2. Create Deadlines – and Stick to Them

This is all about FOMO, the fear of missing out. It’s what marketers the world over use to create a sense of urgency– if customers don’t act now, they may miss out on their opportunity. This is most certainly the case when it comes to buying a home. Getting pre-approved, for example, can be the difference between securing one’s dream home or losing out to another buyer as that family tries to get their ducks in a row.

Keeping your clients on a structured timeline helps you and it helps them. Your transactions will close faster, and your clients will be that much closer to their goals. You may know you have a little lead time on your end, but keeping them on track and on target can make the experience much smoother for everyone.

You should also offer your assistance where you can to ensure they stay on task. This will add value to you and your services in their eyes. Many people appreciate having an advocate in their corner.

3. Discover Pain Points

If you’ve got someone in front of you, chances are high they are at least somewhat interested in borrowing money for a large investment. They wouldn’t waste their time in the interest of simply being polite. So don’t waste your time, either. Uncover whatever it is that may prevent them from saying yes and work to remove that variable.
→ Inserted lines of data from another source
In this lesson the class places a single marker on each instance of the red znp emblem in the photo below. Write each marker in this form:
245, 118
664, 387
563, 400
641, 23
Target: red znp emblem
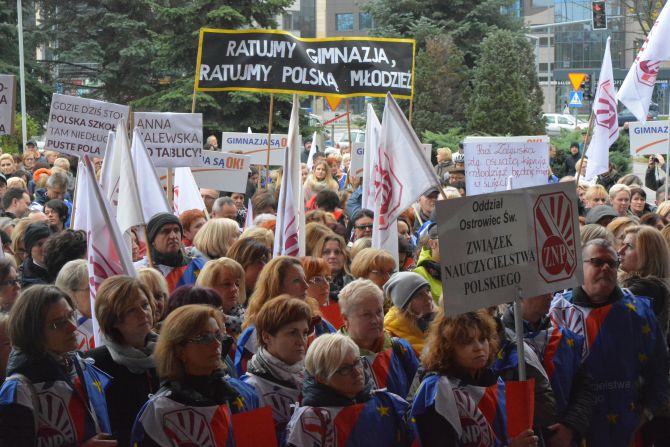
555, 237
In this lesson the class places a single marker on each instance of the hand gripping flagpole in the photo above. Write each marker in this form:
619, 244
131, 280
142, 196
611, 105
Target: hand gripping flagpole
518, 320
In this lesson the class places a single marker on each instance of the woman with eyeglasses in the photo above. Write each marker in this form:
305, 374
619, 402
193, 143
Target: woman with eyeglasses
461, 401
195, 404
51, 396
252, 255
73, 278
390, 362
339, 406
276, 370
226, 276
282, 275
334, 250
124, 309
10, 286
645, 267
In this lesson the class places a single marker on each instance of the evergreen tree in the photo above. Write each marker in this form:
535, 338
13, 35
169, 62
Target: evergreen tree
506, 96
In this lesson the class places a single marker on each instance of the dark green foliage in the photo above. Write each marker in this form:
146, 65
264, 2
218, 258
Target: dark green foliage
506, 96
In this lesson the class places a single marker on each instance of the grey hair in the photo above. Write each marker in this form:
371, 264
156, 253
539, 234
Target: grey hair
72, 275
353, 293
602, 243
220, 202
327, 353
57, 179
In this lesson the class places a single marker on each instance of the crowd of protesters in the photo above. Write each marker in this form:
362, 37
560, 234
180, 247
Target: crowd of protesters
345, 346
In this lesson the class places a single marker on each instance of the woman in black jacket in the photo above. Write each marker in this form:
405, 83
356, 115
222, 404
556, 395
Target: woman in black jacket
124, 308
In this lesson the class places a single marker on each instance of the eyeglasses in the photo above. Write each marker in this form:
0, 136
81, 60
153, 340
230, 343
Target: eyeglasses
62, 323
206, 339
349, 369
599, 263
363, 227
320, 280
11, 282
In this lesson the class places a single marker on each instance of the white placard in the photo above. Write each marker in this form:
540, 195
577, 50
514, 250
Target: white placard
497, 245
489, 161
80, 126
172, 139
7, 103
222, 171
255, 145
648, 138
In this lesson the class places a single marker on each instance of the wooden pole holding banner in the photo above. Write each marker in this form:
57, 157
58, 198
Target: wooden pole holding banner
351, 143
586, 140
267, 160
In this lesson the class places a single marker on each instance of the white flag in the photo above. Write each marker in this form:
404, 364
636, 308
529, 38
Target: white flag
312, 151
107, 177
401, 175
290, 230
129, 204
635, 92
606, 125
107, 255
153, 197
186, 193
373, 129
249, 221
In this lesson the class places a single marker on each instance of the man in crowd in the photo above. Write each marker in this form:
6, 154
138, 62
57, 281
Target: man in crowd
15, 203
167, 255
625, 352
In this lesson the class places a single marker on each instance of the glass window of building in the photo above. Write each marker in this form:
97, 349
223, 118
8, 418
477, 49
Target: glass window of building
344, 22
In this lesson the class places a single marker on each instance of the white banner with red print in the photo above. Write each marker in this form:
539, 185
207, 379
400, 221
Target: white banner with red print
495, 246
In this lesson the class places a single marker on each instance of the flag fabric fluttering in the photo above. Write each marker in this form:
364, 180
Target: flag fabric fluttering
606, 124
290, 229
107, 255
636, 90
400, 175
148, 183
372, 130
186, 193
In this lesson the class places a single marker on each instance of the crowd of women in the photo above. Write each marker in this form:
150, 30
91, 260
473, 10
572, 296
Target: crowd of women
341, 346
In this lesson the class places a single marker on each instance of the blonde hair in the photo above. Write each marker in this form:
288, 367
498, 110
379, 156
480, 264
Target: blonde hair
216, 236
353, 293
182, 324
211, 274
327, 353
370, 259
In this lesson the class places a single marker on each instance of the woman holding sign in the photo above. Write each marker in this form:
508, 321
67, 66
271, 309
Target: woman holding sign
460, 394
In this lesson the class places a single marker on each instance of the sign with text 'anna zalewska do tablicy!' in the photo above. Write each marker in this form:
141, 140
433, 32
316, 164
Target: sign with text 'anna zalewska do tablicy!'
276, 61
495, 246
You can do this by asking close-ended, yes/no questions, such as “Do you have a home in mind?” “Are you excited to move?” “Have you gone through the homebuying process before?” or “Have you found the loan application process overwhelming in the past?” These questions can start to sniff out where their resistance lies. From there, you can add open-ended questions, such as “what are you most excited about when you think about your new home?” or “what inspired you to look into owning a home?” You can even ask “what concerns do you have that I might be able to address?” It doesn’t get easier than that!

Use your data, experience and repertoire of success stories to allay the client’s specific fears. Recognize that these concerns are common and legitimate among many people who walk through a loan officer’s door. Then add that you’re happy to serve as a trusted partner for them as you navigate this process together.